The Last Station is fiction, though it bears some of the trappings and affects of literary scholarship. It began half a decade ago when, browsing in a used bookstore in Naples, I stumbled upon Valentin Bulgakov’s diary of his last year with Leo Tolstoy. Soon I discovered that similar diaries were kept by numerous other members of Tolstoy’s inner circle, which had grown remarkably wide by 1910. I read and reread the memoirs and diaries of Vladimir Chertkov, Sofya Andreyevna Tolstoy, Ilya and Leo, Sergey, Tanya, and Alexandra (Sasha) Tolstoy, Dushan Makovitsky, and others. Reading them in succession was like looking at a constant image through a kaleidoscope. I soon fell in love with the continually changing symmetrical forms of life that came into view.
A novel is a voyage by sea, a setting out into strange waters, but I have sailed as close as I could to the shoreline of literal events that made up the last year of Tolstoy’s life. Whenever Tolstoy speaks in this novel, I quote his actual words or, less often, I create dialogue based on conversations reported indirectly. Elsewhere, I have freely imagined what might have, could have, or should have been said.

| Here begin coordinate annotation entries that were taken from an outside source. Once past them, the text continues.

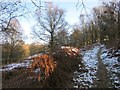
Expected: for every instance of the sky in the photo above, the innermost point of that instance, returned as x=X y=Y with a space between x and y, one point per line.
x=71 y=15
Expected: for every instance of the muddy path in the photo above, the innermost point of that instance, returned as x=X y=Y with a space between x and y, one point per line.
x=102 y=74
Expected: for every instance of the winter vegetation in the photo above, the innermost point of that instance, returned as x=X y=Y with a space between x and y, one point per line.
x=83 y=55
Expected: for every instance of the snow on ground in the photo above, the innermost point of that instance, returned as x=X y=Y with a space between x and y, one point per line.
x=86 y=75
x=24 y=64
x=10 y=67
x=112 y=65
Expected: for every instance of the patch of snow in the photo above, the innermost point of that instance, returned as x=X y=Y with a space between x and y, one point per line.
x=113 y=67
x=9 y=67
x=85 y=79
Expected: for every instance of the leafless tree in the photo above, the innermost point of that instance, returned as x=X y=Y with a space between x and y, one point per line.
x=50 y=22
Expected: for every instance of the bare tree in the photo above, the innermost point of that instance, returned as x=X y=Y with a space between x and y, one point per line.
x=50 y=22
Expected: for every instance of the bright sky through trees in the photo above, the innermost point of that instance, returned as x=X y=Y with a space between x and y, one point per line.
x=72 y=13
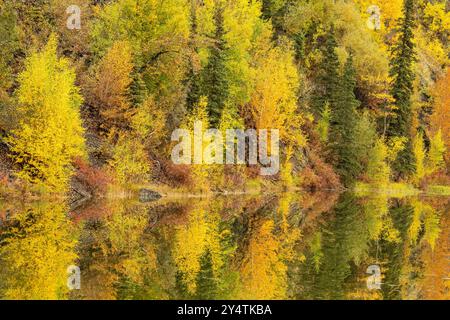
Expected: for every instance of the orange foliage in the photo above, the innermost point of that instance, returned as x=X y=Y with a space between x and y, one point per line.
x=440 y=119
x=96 y=179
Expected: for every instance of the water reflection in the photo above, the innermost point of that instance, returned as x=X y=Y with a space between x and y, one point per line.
x=290 y=246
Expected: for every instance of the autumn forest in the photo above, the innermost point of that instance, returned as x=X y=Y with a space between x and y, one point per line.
x=351 y=95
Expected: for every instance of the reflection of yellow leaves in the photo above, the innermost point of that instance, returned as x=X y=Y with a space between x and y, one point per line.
x=36 y=254
x=263 y=273
x=424 y=217
x=192 y=240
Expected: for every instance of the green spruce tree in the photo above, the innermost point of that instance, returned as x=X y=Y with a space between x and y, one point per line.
x=327 y=82
x=215 y=84
x=344 y=119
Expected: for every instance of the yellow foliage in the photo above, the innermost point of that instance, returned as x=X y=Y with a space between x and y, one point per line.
x=35 y=253
x=201 y=233
x=263 y=274
x=129 y=161
x=49 y=134
x=109 y=88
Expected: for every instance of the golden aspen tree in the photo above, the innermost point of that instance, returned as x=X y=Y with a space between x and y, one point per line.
x=49 y=134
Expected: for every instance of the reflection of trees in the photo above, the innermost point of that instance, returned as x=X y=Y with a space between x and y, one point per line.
x=117 y=254
x=335 y=252
x=36 y=248
x=202 y=252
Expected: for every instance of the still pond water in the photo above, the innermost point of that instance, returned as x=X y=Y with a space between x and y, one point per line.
x=287 y=246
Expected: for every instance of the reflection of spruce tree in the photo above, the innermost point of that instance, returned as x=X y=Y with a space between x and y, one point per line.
x=214 y=84
x=206 y=282
x=393 y=252
x=343 y=126
x=344 y=240
x=402 y=72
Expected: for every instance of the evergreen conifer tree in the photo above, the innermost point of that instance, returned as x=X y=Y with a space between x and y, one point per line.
x=402 y=73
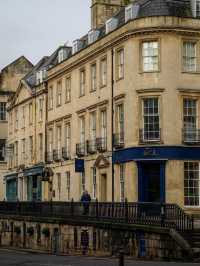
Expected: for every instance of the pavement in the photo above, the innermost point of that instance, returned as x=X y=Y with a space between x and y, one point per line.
x=17 y=258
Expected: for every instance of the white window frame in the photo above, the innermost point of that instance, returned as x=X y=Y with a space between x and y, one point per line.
x=93 y=77
x=68 y=137
x=94 y=182
x=150 y=56
x=120 y=121
x=68 y=89
x=144 y=115
x=50 y=98
x=82 y=82
x=193 y=180
x=122 y=182
x=68 y=187
x=59 y=93
x=189 y=56
x=3 y=113
x=93 y=126
x=103 y=71
x=120 y=63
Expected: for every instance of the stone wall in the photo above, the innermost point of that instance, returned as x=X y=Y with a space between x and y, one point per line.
x=69 y=239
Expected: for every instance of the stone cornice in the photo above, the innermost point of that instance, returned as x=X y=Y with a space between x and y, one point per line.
x=133 y=28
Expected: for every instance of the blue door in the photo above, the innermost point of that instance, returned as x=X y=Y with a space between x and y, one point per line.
x=151 y=181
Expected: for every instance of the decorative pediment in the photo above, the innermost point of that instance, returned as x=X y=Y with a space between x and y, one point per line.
x=101 y=162
x=23 y=93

In addition to the diaries mentioned, I have relied for chronology and circumstantial details on well-known biographies of Leo Tolstoy by Aylmer Maude, Edward A. Steiner, Ernest J. Simmons, Henri Troyat, and A. N. Wilson. Anne Edwards’s life of Sofya Andreyevna Tolstoy was also useful. I would refer the interested reader to the book I depended on for bibliographical information: Leo Tolstoy: An Annotated Bibliography of English-language Sources to 1978 by David R. Egan and Melinda A. Egan (Metuchen, N.J., and London, 1979).
All quotations from Tolstoy’s writings – including those from his letters and diaries – have been ‘Englished’ by me, based on previous translations. In this way, I was able to make his voice conform – in cadence and diction – with the Tolstoy of my invention.
I owe a considerable debt to Professor R. F. Christian of the University of St Andrews in Scotland. He is among the great Tolstoy scholars of this century, and he was kind enough to read my novel in manuscript and provide detailed suggestions and corrections. I am also grateful to Gore Vidal, who offered encouragement, friendship, and practical advice throughout its composition. As always, Devon Jersild, my wife, was my closest reader.